Soudain gênée, Al esquisse un sourire crispé en répondant avec incrédulité :
-"Sam... Je crois que tu te trompes... Vraiment ! Il pourrait être mon père !!!
-Là n’est pas la question ! Est-ce que tu ressens quelque chose en sa présence ?
-Honnêtement, non... Il est bedonnant, mou... Il manque d’entrain, d’élégance, de délicatesse... Ce n’est vraiment pas quelqu’un comme lui qu’il me faut...
-Ah ! Bon ! Tu sais ce que tu attends ? Toi qui n’a jamais connu l’amour ?"

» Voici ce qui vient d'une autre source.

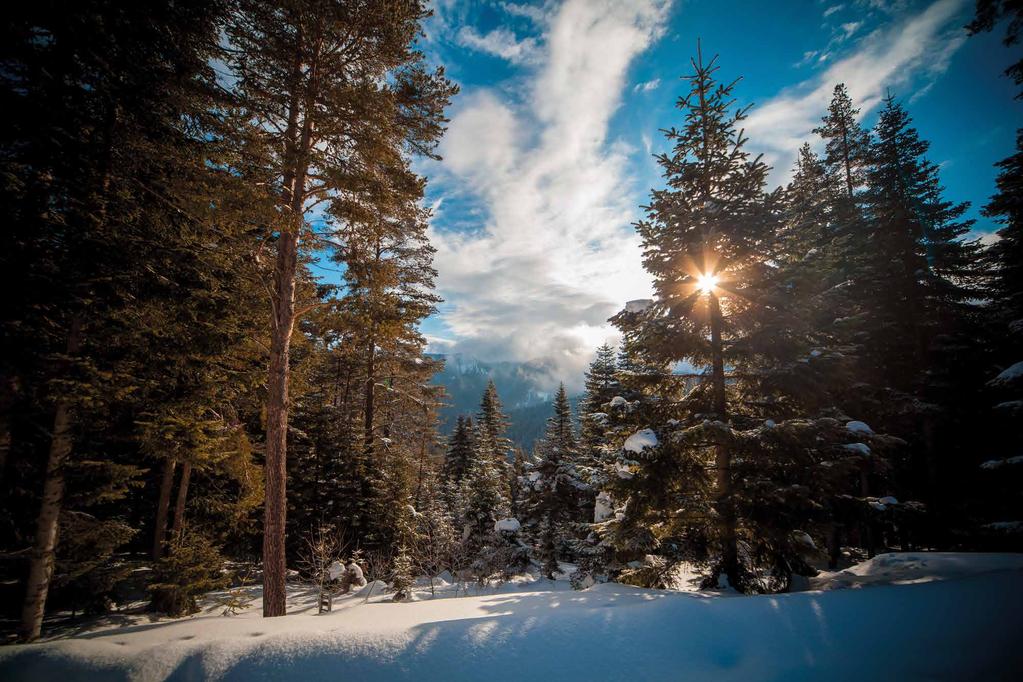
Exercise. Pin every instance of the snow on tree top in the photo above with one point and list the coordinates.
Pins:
(1009, 374)
(507, 526)
(858, 427)
(638, 305)
(996, 463)
(640, 441)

Puis lançant un regard complice, Al lui répond :
-"Une fois, un homme a su ébranler mon coeur comme personne... Il n’a rien fait pour, mais il m’a séduite par son caractère entier, sa façon d’être sûr de lui... On se ressemblait en beaucoup de points. Et contrairement à ce que j’ai toujours montré, je n’ai jamais eu autant envie d’être protégée... C’est comme si je n’avais pas besoin de jouer un rôle avec lui : j’avais l’impression qu’il me comprenait avant que je lui parle...
-Et physiquement ?
-Dans les 20-25 ans, 1.80m, brun, les cheveux longs et de beaux yeux verts... Des yeux dans lesquels j’avais l’impression que je pouvais lire ce qu’il n’osait pas dire...
-Et pourquoi tu l’as laissé filer ? A t’entendre, tu n’aurais jamais dû le laisser partir...

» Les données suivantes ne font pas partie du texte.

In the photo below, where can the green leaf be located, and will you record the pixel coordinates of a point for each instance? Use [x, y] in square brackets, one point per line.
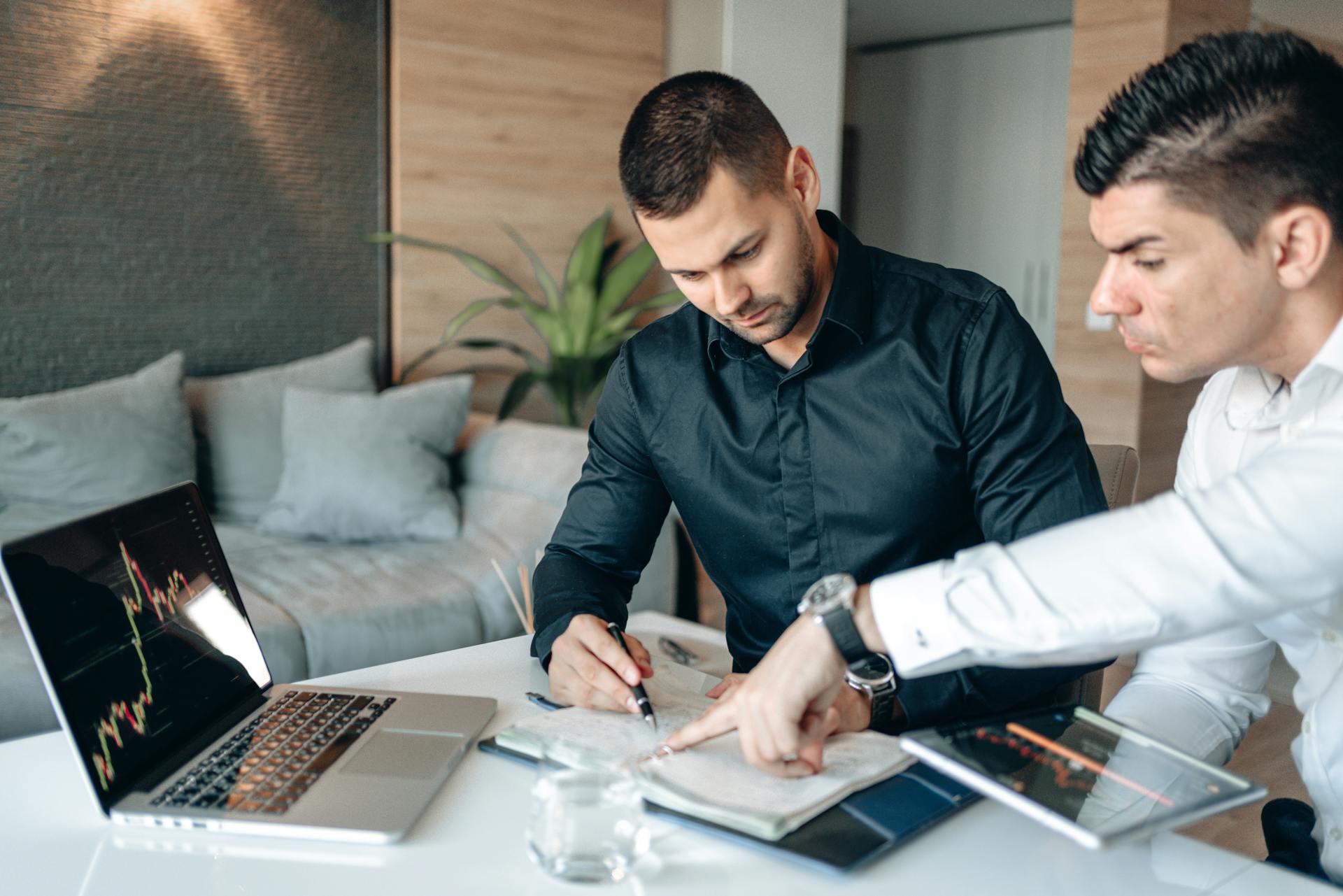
[543, 277]
[622, 280]
[622, 319]
[473, 309]
[473, 264]
[586, 259]
[582, 311]
[420, 359]
[518, 391]
[537, 364]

-C’est pas si simple... J’ai dû quitter précipitamment la ville où nous nous sommes rencontrés sans pouvoir lui dire au revoir ni même savoir ce qu’il pensait..."

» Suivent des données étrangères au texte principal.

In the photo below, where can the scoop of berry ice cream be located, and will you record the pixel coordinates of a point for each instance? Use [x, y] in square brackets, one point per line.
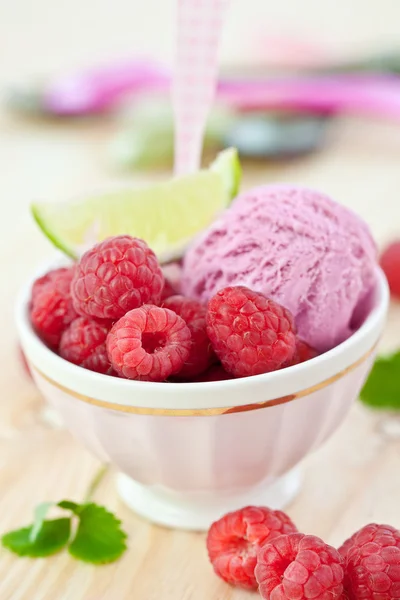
[297, 246]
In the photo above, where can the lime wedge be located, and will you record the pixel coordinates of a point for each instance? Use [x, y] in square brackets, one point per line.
[166, 215]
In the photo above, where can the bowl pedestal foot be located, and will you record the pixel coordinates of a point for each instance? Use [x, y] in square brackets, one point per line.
[196, 511]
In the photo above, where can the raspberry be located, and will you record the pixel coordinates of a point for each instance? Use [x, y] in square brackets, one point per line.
[234, 540]
[84, 344]
[149, 343]
[372, 563]
[194, 314]
[302, 353]
[390, 263]
[297, 567]
[51, 305]
[168, 290]
[116, 276]
[250, 333]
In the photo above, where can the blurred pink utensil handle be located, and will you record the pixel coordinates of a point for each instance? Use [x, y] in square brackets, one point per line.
[102, 89]
[195, 77]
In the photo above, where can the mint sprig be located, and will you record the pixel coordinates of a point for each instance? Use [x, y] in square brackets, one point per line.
[52, 537]
[382, 388]
[97, 538]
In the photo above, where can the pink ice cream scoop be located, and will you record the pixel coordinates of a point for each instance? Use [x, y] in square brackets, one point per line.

Alyssa est remplie d’émotion à reparler de ce beau cow-boy qui a su éveiller chez elle ce tendre sentiment, mais les questions pertinentes de Sam lui montrent qu’une femme avec davantage de confiance en elle et d’expérience ne l’aurait pas laissé s’échapper. Ce qui ne fait qu’accroître le sentiment d’infériorité qu’elle ressent souvent aux côtés de cette belle femme d’une assurance à désarçonner tout homme. Puis, voyant qu’Al est émue au point de ne plus pouvoir sortir un son de sa gorge, Sam bredouille :
-"Excuse-moi... C’est ta vie... Moi, j’aurais peut-être agi différemment, mais ce n’est certainement pas ce qui lui aurait plu. Tu sais, son rôle n’était peut-être que de te faire ressentir cette émotion... Et si c’est lui qui doit partager ta vie, et bien, vos deux chemins se recroiseront...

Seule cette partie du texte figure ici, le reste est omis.